Spatio-temporal Modelling of Dengue Risk: Towards an Early Warning System for Brazil
Speaker: Professor Trevor Bailey, College of Engineering, Mathematics and Physical Sciences, University of Exeter
Date: Friday 2nd October 2015
Time: 3pm – 4pm
Location: Room 1.01, Seminar Room, Agriculture Building
Abstract:
The transmission of many infectious diseases can be affected by weather and climate variability, particularly those spread by arthropod vectors such as malaria and dengue. Previous epidemiological studies have demonstrated statistically significant associations between the incidence of such infectious diseases and climate variability, and have highlighted the potential for developing climate-based early warning systems for associated demics.

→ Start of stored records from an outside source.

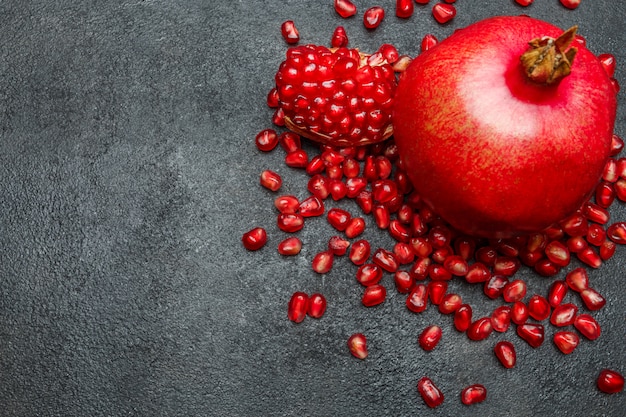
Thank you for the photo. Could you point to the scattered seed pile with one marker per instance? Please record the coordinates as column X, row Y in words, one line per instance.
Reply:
column 350, row 95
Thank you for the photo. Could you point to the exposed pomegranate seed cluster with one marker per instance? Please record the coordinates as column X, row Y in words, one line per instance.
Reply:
column 341, row 96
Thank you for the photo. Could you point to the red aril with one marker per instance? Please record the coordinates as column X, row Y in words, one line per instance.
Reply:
column 345, row 8
column 357, row 344
column 473, row 394
column 489, row 109
column 431, row 394
column 373, row 17
column 566, row 341
column 592, row 299
column 538, row 307
column 290, row 32
column 505, row 352
column 290, row 246
column 532, row 333
column 374, row 295
column 570, row 4
column 429, row 337
column 443, row 12
column 564, row 315
column 254, row 239
column 317, row 306
column 480, row 329
column 610, row 381
column 298, row 306
column 463, row 317
column 587, row 326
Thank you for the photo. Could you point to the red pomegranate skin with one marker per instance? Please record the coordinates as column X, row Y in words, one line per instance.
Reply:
column 494, row 153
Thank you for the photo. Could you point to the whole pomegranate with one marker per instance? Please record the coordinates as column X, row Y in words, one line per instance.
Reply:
column 505, row 126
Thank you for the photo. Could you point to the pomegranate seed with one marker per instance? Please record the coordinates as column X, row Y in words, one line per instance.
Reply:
column 345, row 8
column 298, row 306
column 577, row 279
column 443, row 12
column 456, row 265
column 506, row 265
column 595, row 213
column 501, row 318
column 592, row 299
column 519, row 313
column 564, row 315
column 386, row 260
column 369, row 274
column 473, row 394
column 318, row 185
column 587, row 326
column 532, row 333
column 290, row 222
column 254, row 239
column 381, row 216
column 480, row 329
column 417, row 300
column 311, row 207
column 338, row 218
column 590, row 257
column 403, row 252
column 428, row 42
column 338, row 245
column 373, row 17
column 317, row 306
column 391, row 55
column 463, row 317
column 287, row 204
column 297, row 159
column 505, row 352
column 266, row 140
column 291, row 246
column 290, row 32
column 356, row 189
column 607, row 249
column 374, row 295
column 404, row 8
column 617, row 144
column 557, row 293
column 538, row 307
column 357, row 343
column 432, row 396
column 617, row 233
column 494, row 286
column 359, row 252
column 477, row 272
column 315, row 166
column 605, row 194
column 610, row 381
column 404, row 281
column 514, row 291
column 570, row 4
column 429, row 337
column 339, row 38
column 437, row 291
column 323, row 262
column 290, row 141
column 450, row 303
column 566, row 341
column 272, row 102
column 356, row 226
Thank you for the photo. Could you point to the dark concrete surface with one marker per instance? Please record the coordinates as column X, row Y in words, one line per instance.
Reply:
column 128, row 174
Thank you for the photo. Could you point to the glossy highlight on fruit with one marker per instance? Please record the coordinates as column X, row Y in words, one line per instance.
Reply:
column 497, row 145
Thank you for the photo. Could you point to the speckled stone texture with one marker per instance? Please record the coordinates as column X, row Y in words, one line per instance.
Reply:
column 128, row 173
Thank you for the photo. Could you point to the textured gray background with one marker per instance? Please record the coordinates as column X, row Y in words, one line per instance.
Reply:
column 128, row 174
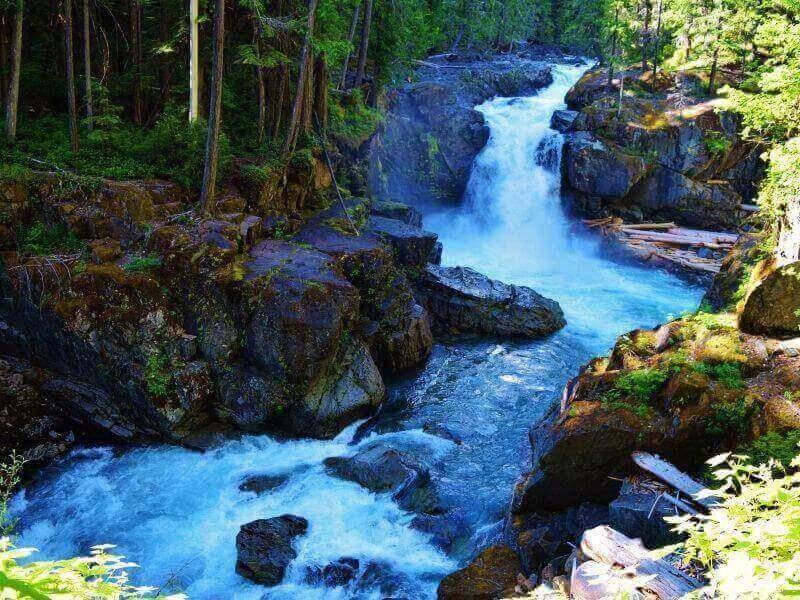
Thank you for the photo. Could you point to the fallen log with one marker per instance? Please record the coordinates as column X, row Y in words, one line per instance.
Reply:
column 605, row 545
column 671, row 475
column 679, row 240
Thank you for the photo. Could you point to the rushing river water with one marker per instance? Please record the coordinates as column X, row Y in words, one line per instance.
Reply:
column 177, row 512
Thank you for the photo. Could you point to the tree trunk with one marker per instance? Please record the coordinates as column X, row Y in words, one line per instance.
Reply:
column 658, row 41
column 350, row 37
column 70, row 60
column 194, row 60
column 613, row 47
column 214, row 112
column 302, row 77
column 12, row 97
column 364, row 46
column 645, row 35
column 136, row 61
column 261, row 85
column 713, row 74
column 87, row 63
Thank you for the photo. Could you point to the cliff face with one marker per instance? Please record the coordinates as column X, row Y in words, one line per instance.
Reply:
column 433, row 132
column 667, row 154
column 127, row 315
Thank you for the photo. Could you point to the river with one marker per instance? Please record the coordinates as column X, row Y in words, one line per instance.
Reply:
column 176, row 513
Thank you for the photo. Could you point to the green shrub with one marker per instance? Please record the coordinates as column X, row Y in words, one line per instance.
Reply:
column 781, row 447
column 41, row 239
column 748, row 544
column 642, row 384
column 141, row 264
column 157, row 374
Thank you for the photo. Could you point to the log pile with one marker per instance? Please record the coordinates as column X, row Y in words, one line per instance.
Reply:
column 667, row 245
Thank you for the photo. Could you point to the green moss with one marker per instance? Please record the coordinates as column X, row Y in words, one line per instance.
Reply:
column 716, row 143
column 41, row 239
column 142, row 264
column 782, row 447
column 729, row 417
column 156, row 374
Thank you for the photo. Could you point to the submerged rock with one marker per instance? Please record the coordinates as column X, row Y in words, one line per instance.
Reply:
column 462, row 300
column 264, row 548
column 381, row 470
column 773, row 306
column 259, row 484
column 492, row 575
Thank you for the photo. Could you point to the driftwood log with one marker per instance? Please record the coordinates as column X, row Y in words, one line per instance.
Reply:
column 656, row 577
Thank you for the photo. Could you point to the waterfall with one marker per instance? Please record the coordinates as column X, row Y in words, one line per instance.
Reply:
column 176, row 512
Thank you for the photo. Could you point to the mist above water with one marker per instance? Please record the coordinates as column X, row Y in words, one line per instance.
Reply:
column 177, row 512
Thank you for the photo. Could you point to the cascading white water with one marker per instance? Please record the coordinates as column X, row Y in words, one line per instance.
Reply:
column 176, row 512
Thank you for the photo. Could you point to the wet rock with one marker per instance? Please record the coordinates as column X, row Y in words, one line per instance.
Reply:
column 773, row 306
column 542, row 537
column 340, row 572
column 258, row 484
column 411, row 245
column 461, row 299
column 639, row 512
column 726, row 283
column 563, row 120
column 491, row 575
column 392, row 209
column 432, row 132
column 381, row 470
column 667, row 195
column 264, row 548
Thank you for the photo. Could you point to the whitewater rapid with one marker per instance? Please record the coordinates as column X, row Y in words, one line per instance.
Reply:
column 177, row 512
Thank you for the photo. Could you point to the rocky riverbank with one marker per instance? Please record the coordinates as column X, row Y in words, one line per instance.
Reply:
column 129, row 316
column 664, row 153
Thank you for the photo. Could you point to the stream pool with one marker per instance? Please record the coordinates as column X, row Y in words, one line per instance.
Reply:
column 176, row 513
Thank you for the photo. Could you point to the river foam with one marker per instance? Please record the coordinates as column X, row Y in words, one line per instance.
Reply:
column 177, row 512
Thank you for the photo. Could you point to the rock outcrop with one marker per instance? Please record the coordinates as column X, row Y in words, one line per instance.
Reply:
column 462, row 300
column 772, row 307
column 666, row 155
column 492, row 575
column 264, row 548
column 146, row 321
column 433, row 132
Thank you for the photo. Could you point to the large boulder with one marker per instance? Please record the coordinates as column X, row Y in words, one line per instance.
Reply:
column 598, row 168
column 411, row 245
column 773, row 306
column 492, row 575
column 461, row 299
column 667, row 195
column 264, row 548
column 382, row 470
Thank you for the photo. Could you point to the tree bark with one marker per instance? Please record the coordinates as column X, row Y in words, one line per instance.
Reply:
column 645, row 35
column 214, row 112
column 713, row 74
column 364, row 46
column 301, row 92
column 12, row 96
column 70, row 60
column 613, row 47
column 658, row 41
column 136, row 60
column 87, row 63
column 350, row 37
column 321, row 91
column 194, row 61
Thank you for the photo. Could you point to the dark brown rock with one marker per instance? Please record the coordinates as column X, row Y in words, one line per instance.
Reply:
column 264, row 548
column 461, row 299
column 491, row 574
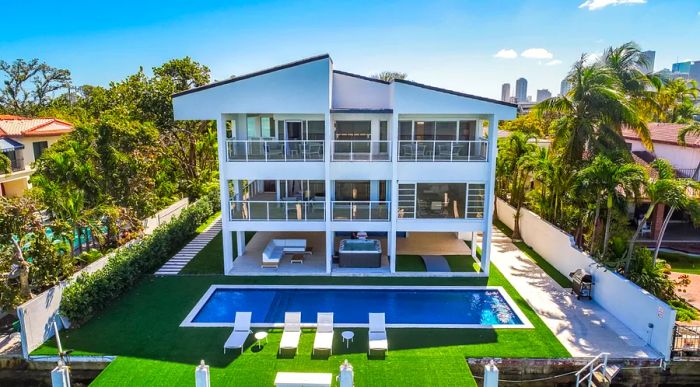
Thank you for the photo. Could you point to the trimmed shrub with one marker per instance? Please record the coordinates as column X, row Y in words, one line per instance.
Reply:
column 92, row 292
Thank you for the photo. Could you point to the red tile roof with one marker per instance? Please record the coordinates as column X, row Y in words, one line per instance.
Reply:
column 664, row 133
column 15, row 126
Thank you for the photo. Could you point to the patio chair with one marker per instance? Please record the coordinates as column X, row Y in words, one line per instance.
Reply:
column 324, row 333
column 241, row 330
column 377, row 333
column 291, row 332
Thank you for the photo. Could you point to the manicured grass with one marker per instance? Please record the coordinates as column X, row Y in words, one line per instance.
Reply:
column 551, row 271
column 458, row 263
column 142, row 329
column 210, row 260
column 681, row 263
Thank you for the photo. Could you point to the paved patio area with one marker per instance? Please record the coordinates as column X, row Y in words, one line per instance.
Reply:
column 583, row 327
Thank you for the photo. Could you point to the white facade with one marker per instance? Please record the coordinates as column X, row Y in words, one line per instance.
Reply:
column 304, row 148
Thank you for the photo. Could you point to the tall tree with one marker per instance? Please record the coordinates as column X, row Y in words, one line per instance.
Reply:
column 29, row 86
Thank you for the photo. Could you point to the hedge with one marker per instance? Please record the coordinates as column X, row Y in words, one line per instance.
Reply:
column 92, row 292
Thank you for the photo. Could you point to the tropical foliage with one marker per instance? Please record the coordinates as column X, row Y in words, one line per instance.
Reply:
column 585, row 181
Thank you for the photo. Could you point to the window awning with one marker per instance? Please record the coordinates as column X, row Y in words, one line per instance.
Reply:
column 7, row 144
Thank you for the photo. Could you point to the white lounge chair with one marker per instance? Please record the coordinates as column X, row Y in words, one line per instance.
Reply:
column 324, row 333
column 292, row 331
column 241, row 330
column 377, row 333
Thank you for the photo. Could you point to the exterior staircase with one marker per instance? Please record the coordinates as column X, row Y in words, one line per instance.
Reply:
column 184, row 256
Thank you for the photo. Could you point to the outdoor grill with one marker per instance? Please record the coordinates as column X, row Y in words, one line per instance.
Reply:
column 582, row 284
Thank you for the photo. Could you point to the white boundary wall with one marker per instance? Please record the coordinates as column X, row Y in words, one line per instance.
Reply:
column 36, row 315
column 647, row 316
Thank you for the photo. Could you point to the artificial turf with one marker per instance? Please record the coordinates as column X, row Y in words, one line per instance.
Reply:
column 142, row 330
column 551, row 271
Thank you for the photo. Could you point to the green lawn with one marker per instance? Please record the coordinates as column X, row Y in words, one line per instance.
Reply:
column 458, row 263
column 681, row 263
column 142, row 329
column 551, row 271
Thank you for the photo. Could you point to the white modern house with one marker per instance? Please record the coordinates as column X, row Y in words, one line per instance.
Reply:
column 340, row 174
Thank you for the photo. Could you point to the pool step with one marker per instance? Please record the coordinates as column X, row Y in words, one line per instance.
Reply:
column 184, row 256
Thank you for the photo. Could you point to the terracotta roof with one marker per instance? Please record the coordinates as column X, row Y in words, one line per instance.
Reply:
column 664, row 133
column 14, row 126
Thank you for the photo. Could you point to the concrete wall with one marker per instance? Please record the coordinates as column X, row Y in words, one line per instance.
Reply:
column 647, row 316
column 36, row 316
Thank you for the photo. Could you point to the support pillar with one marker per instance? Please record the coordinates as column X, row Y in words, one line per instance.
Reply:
column 228, row 250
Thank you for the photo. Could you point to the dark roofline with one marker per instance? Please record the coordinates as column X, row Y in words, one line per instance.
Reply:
column 361, row 110
column 255, row 74
column 361, row 77
column 457, row 93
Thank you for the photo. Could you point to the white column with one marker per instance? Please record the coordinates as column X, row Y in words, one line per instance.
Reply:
column 240, row 242
column 328, row 179
column 224, row 192
column 490, row 195
column 394, row 138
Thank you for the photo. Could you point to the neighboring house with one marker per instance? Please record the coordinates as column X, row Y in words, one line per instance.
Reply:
column 23, row 140
column 681, row 233
column 311, row 157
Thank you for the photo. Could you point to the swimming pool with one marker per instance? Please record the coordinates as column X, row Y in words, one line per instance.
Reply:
column 405, row 307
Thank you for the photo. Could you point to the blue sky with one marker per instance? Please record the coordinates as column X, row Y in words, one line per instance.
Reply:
column 450, row 44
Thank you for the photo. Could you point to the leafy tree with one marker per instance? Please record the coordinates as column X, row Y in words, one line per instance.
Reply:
column 389, row 76
column 28, row 86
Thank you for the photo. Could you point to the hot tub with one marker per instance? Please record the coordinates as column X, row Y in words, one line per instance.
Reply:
column 360, row 253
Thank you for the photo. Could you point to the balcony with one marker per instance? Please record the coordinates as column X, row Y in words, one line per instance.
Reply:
column 285, row 211
column 274, row 150
column 361, row 150
column 362, row 211
column 443, row 151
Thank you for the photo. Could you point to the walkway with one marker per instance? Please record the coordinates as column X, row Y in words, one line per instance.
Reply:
column 583, row 327
column 184, row 256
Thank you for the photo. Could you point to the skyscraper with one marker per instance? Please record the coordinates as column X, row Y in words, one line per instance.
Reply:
column 649, row 56
column 565, row 87
column 521, row 89
column 505, row 92
column 543, row 94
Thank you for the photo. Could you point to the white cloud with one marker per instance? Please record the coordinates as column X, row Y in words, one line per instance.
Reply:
column 506, row 53
column 537, row 53
column 593, row 5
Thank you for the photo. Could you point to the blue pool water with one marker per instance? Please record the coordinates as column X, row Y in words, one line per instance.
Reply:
column 351, row 306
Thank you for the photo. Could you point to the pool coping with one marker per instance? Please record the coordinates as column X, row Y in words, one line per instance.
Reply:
column 525, row 322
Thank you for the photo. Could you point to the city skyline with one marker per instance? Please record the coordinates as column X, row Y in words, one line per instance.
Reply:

Dengue fever is now one of the most important emerging climate sensitive tropical diseases worldwide and Brazil experiences a higher morbidity from this disease than any other country. This talk describes results from a Brazil-UK collaborative project that modelled the spatio-temporal variation in dengue fever risk in Brazil using climate and non-climate information, with a view to
developing a national early warning system for dengue epidemics.
A negative binomial generalised linear mixed model is developed which makes allowances for unobserved confounding factors through a combination of structured and unstructured spatio-temporal random effects. The resulting spatio-temporal hierarchical model is implemented via a Bayesian framework using Markov Chain Monte Carlo (MCMC). Using the model, posterior predictive distributions for disease risk can be derived at each spatial location for a given month or season. This allows probabilistic forecasts to be issued and forecast uncertainty to be quantified.